What has been a defining moment in your leadership journey, and how did it shape you?
Early in my legal career, I was pretty focused on titles, timelines, and charting the perfect path forward. I thought leadership meant hitting milestones on schedule. But the real shift came—gradually—when I realized that leadership isn’t about “arriving” anywhere. It’s about showing up every day with presence and purpose. I shifted from striving to listening, from certainty to curiosity. That mindset opened me up to taking risks, to the unknown, and—most importantly—to the amazing people around me. I still don’t know what’s next, but I’ve learned to trust that I’ll be ready for it when it comes.
How did your DMCLF experience shift your perspective on leadership and prepare you to face the challenges that come with leading?
Access Denver helped to crack open my thinking. Being in a room with leaders from very different industries helped me to step out of my own lane and consider leadership on a broader, community scale. I think it helped all of us understand on a deeper level that leadership isn’t just about climbing your own mountain—it’s about helping build the entire landscape. That lesson has stayed with me. As president of CSU, I engage daily with constituents who do not see the world the same way—students, faculty, alumni, donors, legislators, fans —but we all want what’s best for CSU. And the only way forward is together.
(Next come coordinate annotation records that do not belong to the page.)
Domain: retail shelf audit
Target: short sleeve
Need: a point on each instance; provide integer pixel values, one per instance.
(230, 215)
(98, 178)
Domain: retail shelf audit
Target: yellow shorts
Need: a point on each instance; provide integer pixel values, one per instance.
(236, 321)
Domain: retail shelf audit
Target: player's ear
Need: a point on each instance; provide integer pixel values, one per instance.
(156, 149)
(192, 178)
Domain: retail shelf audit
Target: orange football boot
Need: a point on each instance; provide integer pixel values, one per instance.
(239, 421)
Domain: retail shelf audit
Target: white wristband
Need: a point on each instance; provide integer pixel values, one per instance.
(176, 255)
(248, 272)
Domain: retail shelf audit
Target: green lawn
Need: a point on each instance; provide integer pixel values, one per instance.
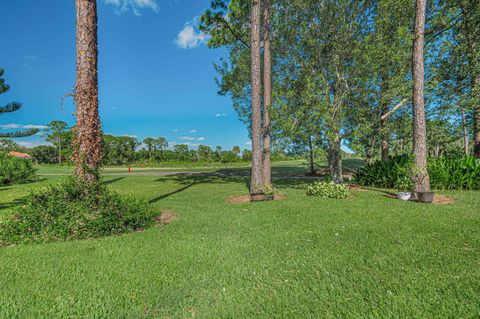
(365, 257)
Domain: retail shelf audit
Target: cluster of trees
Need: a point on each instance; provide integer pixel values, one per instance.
(343, 73)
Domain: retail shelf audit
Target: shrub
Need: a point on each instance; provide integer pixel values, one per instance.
(325, 189)
(74, 209)
(15, 170)
(445, 172)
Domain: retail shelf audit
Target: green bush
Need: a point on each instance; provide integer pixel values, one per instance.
(325, 189)
(74, 209)
(445, 172)
(15, 170)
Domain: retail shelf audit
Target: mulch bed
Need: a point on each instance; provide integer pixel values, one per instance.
(246, 198)
(166, 217)
(356, 188)
(437, 200)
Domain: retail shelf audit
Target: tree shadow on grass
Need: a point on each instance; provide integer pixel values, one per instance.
(14, 203)
(188, 180)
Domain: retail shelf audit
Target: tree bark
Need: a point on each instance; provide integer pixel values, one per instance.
(476, 119)
(312, 156)
(465, 134)
(88, 137)
(476, 133)
(422, 181)
(256, 183)
(335, 158)
(383, 124)
(267, 94)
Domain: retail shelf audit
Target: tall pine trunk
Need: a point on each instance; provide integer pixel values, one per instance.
(335, 157)
(476, 118)
(465, 133)
(312, 155)
(256, 183)
(267, 94)
(385, 144)
(88, 137)
(422, 181)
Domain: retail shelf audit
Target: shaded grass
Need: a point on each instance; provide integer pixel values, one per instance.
(365, 257)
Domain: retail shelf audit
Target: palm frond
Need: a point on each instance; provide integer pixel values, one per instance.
(18, 134)
(10, 107)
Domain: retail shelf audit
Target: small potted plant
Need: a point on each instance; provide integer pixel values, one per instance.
(404, 187)
(257, 196)
(422, 196)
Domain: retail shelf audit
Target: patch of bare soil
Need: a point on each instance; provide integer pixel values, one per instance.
(166, 217)
(443, 200)
(246, 198)
(356, 188)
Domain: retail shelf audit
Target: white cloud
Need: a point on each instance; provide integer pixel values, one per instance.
(32, 144)
(132, 5)
(186, 138)
(31, 57)
(22, 126)
(189, 37)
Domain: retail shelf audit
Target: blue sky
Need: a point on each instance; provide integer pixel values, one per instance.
(156, 75)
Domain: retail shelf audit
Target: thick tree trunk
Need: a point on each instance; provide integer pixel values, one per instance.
(256, 183)
(465, 134)
(371, 151)
(335, 158)
(88, 138)
(311, 156)
(60, 152)
(384, 134)
(476, 133)
(267, 94)
(422, 181)
(476, 117)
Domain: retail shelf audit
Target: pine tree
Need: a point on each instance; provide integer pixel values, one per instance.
(267, 94)
(256, 184)
(422, 182)
(88, 141)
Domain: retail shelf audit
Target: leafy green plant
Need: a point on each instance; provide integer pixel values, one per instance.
(445, 172)
(404, 184)
(74, 209)
(15, 170)
(326, 189)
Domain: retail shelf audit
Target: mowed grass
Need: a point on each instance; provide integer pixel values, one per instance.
(365, 257)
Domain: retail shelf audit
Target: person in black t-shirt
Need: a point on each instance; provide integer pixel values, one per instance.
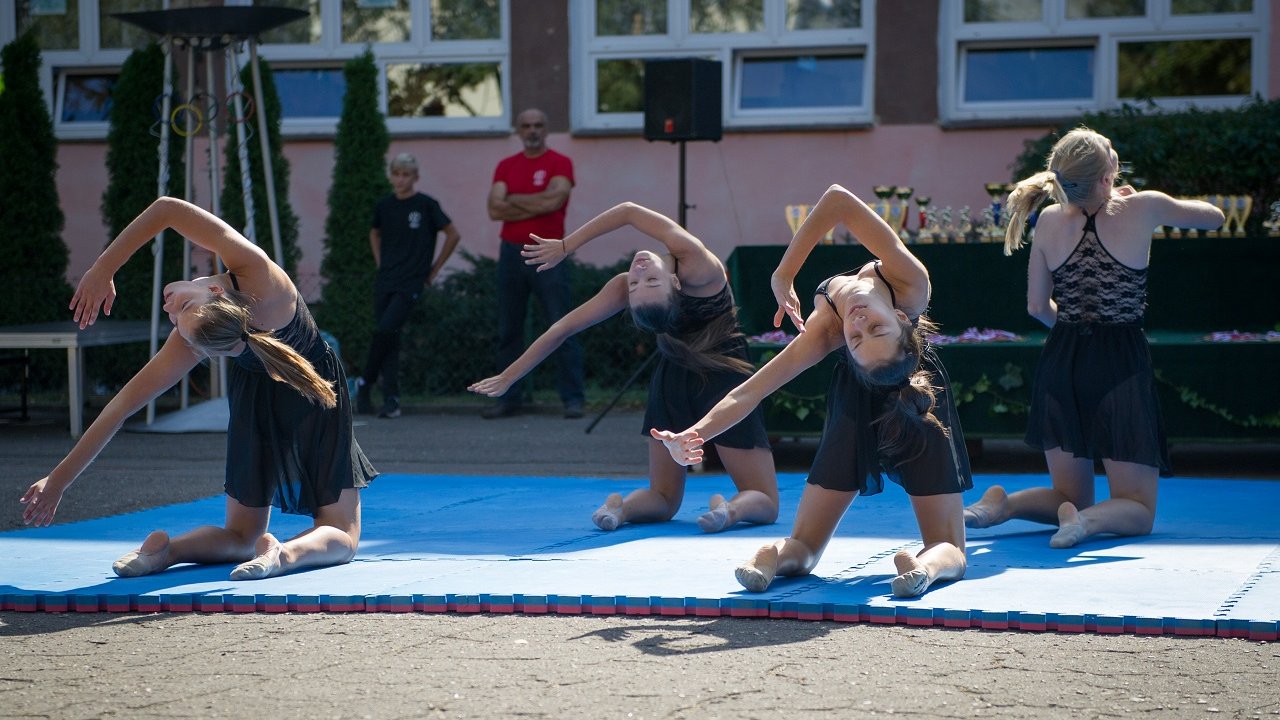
(406, 226)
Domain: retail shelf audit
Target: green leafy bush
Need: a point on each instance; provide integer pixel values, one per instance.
(133, 168)
(233, 191)
(1232, 151)
(359, 181)
(32, 254)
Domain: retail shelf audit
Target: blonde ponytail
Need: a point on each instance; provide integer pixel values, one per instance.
(224, 324)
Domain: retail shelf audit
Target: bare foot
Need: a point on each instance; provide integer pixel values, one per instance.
(608, 516)
(912, 579)
(1070, 527)
(759, 570)
(265, 564)
(991, 510)
(151, 557)
(717, 519)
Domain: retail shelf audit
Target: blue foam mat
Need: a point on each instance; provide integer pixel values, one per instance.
(435, 543)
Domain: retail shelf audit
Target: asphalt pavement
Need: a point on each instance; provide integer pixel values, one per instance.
(417, 665)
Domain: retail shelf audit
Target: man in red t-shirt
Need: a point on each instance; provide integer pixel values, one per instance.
(529, 195)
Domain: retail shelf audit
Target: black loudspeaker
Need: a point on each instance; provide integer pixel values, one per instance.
(682, 99)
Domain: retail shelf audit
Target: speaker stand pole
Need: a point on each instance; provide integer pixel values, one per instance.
(684, 206)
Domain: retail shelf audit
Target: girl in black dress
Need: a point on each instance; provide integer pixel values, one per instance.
(888, 409)
(1095, 392)
(289, 441)
(685, 299)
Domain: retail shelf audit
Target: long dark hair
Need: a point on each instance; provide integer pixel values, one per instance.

What’s a lesson you’ve learned as a leader that you wish more people talked about openly?
You set the emotional tone, whether you realize it or not. People take cues from how you walk into a room, how you respond to stress, whether you actually listen. A hallway conversation, a handwritten note, a quick “how are you doing?”—those aren’t extras. That is the leadership. Culture is built in those micro-moments. And if you’re not paying attention to them, you’re not leading with intention. The little things aren’t little—they’re the difference between a workplace and a community.
How do you see civic and business leadership evolving in Denver—and what gives you hope about the future?
We’re seeing a long-overdue, significant move toward regionalism. Sectors that once stayed in their lanes—business, government, education—are collaborating in meaningful ways. Universities are teaming up on research and advocacy; public and private leaders are aligned on workforce and innovation; cities are uniting around common challenges. The walls are coming down, and in their place is a shared sense of purpose. What gives me hope is how people are showing up: less siloed, more curious, and more committed to building something bigger than themselves.
If you could give your younger self one piece of advice, what would it be?
The best turns in your life won’t be the ones you mapped out—they’ll be the ones that come out of nowhere and change everything. Pay close attention to your intuition. Watch the people around you—who energizes you, who challenges you, who quietly lifts you up. The path will make sense later, even when it doesn’t in the moment. And the hardest chapters are course corrections toward something better than you could have planned.